Una experiencia Dolby Cinema extraordinaria con la película «Alita: Angel de Combate»

La experiencia de cine en casa me encanta, pues tengo mi televisión OLED 4K de LG, un dispositivo listo para reproducir contenido 4K y un sistema de sonido compacto 5.1. Sin embargo, en la mañana de ayer miércoles, pude experimentar todo el potencial tecnológico que comercialmente puede dar la tecnología Dolby ATMOS + Dolby Vision. En la sala Dolby Cinema de los cines del centro comercial La Maquinista, con el pase para periodistas de «Alita»: Angel de Combate, pude vivir sobre el terreno algo todo un alarde de sonido e imagen en perfecta sincronía.

Alita: Ángel de Combate es una película de ciencia ficción que los amantes de los efectos especiales y el 3D no se pueden perder. El director Robert Rodriguez, junto a James Cameron como guionista, nos traer un trabajo cuyas 2 horas se pasan en un abrir y cerrar de ojos mientras uno queda maravillado por el exquisito sonido envolvente y una imagen con efectos 3D que atrapan y a veces hacen dejar a un lado el hecho de estar sentado frente a una pantalla de dimensiones titánicas.

Hacía tiempo que no pisaba una sala de cine, y quizás el efecto se haya magnificado por ello, pero debo reconocer que una pantalla de cine «pequeña» no puede competir con una de 200 metros cuadrados preparada incluso para eliminar el brillo de los destellos que se genera al usar tecnología láser para transportar la imagen hasta ella: ello se logra gracias a la constante vibración de la pantalla, lógicamente imperceptible al ojo humano. ¿Te imaginas tener un ratio contraste de 1.000.000:1 y el doble de brillo comparado con una pantalla estándar?

La película Alita: Angel de Combate se proyectó en 3D y en versión original, y aunque debo decir que las gafas no eran de lo más confortable, si aportaban una experiencia visual óptima: nada de mareos ni molestias en la vista a pesar de las más de 2 horas de duración de la película, me encontré muy cómodo en todo momento. Un consejo para el fabricante de las gafas 3D: la zona de puente de la gafa, que se apoya en la nariz, debería ser de goma. Además, en mi caso, me falta sujeción por parte de las patillas de las gafas.

Había momentos durante la proyección que pareciera que tuviera la pantalla en frente de mis narices, en otros directamente pareciera que no había pantalla siquiera. El efecto 3D me pareció fabuloso, y en algunas de las tomas los objetos trascendían de los límites de la pantalla con total naturalidad. Fluidez de las secuencias, un sonido arrollador durante la acción y diálogos cristalinos sumergen al espectador en completa historia que, para un «friki» como yo entretiene como nunca. Dan ganas de volver al cine con experiencias como ésta.
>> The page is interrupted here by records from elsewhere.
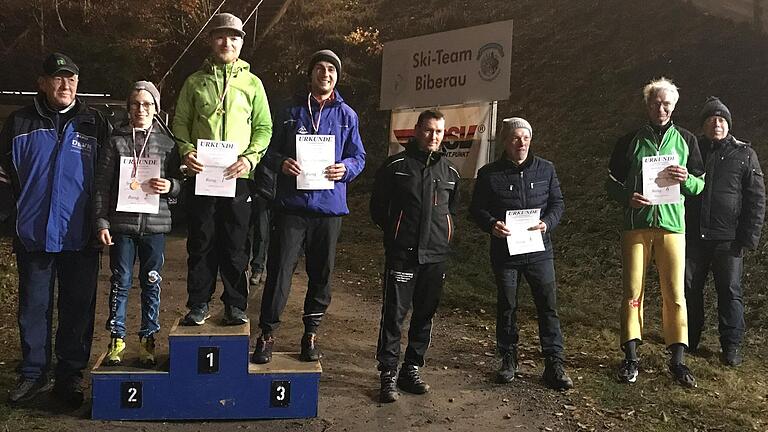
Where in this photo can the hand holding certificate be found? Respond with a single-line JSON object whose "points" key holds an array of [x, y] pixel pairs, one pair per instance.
{"points": [[521, 238]]}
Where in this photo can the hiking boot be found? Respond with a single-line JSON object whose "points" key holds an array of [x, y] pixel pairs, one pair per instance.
{"points": [[309, 349], [731, 356], [233, 315], [69, 391], [506, 372], [147, 351], [409, 380], [263, 352], [115, 351], [554, 375], [27, 388], [682, 375], [197, 315], [628, 371], [388, 392]]}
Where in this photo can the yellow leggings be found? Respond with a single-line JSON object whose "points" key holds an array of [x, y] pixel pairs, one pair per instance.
{"points": [[668, 251]]}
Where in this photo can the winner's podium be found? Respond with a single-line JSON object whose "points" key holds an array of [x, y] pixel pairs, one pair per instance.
{"points": [[206, 375]]}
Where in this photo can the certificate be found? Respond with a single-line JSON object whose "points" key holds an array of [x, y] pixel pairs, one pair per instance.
{"points": [[215, 156], [521, 240], [315, 153], [133, 191], [658, 186]]}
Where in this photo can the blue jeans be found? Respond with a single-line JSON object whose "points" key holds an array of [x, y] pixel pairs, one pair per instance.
{"points": [[122, 256]]}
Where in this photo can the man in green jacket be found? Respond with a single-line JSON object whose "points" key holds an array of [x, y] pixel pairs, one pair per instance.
{"points": [[654, 227], [223, 101]]}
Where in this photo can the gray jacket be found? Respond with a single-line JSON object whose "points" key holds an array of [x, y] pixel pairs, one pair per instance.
{"points": [[160, 146]]}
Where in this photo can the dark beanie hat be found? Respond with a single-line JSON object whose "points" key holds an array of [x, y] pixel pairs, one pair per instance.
{"points": [[714, 107], [324, 55]]}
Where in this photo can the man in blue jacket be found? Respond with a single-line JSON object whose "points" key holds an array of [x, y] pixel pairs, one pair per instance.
{"points": [[308, 220], [519, 180], [48, 153]]}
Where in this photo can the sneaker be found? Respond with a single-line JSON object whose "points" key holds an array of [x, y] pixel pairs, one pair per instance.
{"points": [[263, 352], [27, 388], [506, 373], [309, 349], [196, 315], [233, 315], [409, 380], [731, 356], [682, 375], [115, 351], [554, 375], [388, 392], [147, 351], [628, 371], [69, 391]]}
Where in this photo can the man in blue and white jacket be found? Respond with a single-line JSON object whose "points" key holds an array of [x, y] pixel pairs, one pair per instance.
{"points": [[48, 154], [308, 220]]}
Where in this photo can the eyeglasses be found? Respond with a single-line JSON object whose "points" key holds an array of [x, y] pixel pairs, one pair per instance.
{"points": [[145, 105]]}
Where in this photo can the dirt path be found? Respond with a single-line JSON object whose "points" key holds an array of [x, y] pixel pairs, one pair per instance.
{"points": [[460, 370]]}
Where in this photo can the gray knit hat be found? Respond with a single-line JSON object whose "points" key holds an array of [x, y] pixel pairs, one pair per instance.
{"points": [[324, 55], [148, 87], [516, 122]]}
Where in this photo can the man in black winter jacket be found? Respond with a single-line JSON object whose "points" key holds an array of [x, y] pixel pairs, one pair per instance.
{"points": [[413, 201], [723, 221], [519, 180]]}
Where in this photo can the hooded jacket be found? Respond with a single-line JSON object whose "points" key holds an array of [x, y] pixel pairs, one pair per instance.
{"points": [[732, 205], [159, 146], [243, 117], [335, 118], [414, 201]]}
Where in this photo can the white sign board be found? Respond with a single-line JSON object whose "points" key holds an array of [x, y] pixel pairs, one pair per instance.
{"points": [[467, 134], [459, 66]]}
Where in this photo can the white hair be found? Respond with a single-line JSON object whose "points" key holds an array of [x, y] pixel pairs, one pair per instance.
{"points": [[660, 85]]}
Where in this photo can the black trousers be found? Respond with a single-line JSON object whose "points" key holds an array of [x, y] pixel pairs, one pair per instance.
{"points": [[541, 278], [406, 285], [316, 235], [218, 244], [725, 260]]}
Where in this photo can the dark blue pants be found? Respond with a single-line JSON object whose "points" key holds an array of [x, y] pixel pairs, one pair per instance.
{"points": [[406, 285], [316, 235], [541, 278], [725, 260], [77, 274], [150, 249]]}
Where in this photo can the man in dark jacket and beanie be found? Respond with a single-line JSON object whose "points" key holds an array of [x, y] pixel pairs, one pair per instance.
{"points": [[308, 219], [520, 180], [721, 223], [414, 201], [48, 154]]}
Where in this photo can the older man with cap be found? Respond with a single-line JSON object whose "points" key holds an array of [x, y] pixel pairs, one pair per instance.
{"points": [[655, 229], [721, 223], [520, 180], [222, 101], [305, 216], [48, 154]]}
¿Cómo es la sala Dolby Cinema? Ahí está otro de los grandes atractivos que permiten un disfrute pleno de una película. A diferencia de otras salas, la inclinación del espacio es mayor para lograr que nadie que se tenga delante pueda afectar al campo visual. En otras palabras, será imposible verle el cogote al que se siente en la fila de delante. Además la sala no tiene puntos de luz ni superficies claras en las que se pueda reflejar la luz: el negro protagoniza el espacio para apoyar aún más la inmersión visual del espectador en la película que se está visionando.

El pase de diapositivas requiere JavaScript.

En cuanto a la sala de proyección, al visitarla uno se da cuenta que lo tradicional ha dejado paso a lo moderno. ¿Qué quiero decir con eso? Ha desaparecido la idea romántica de un proyector con bobinas, sustituyéndose por dos enormes bloques que se corresponden con los proyectores de Chkistie y un armario repleto de amplificadores CDA5 de 5000W de Chkristie VIVE Audio. Quizás uno siente nostalgia del pasado, pero desaparece rápidamente cuando se comprueba sobre el terreno hasta que punto la tecnología moderna te puede hacer vibrar al ver una película de ciencia ficción.

¿Conclusión? «Ver y escuchar para creer».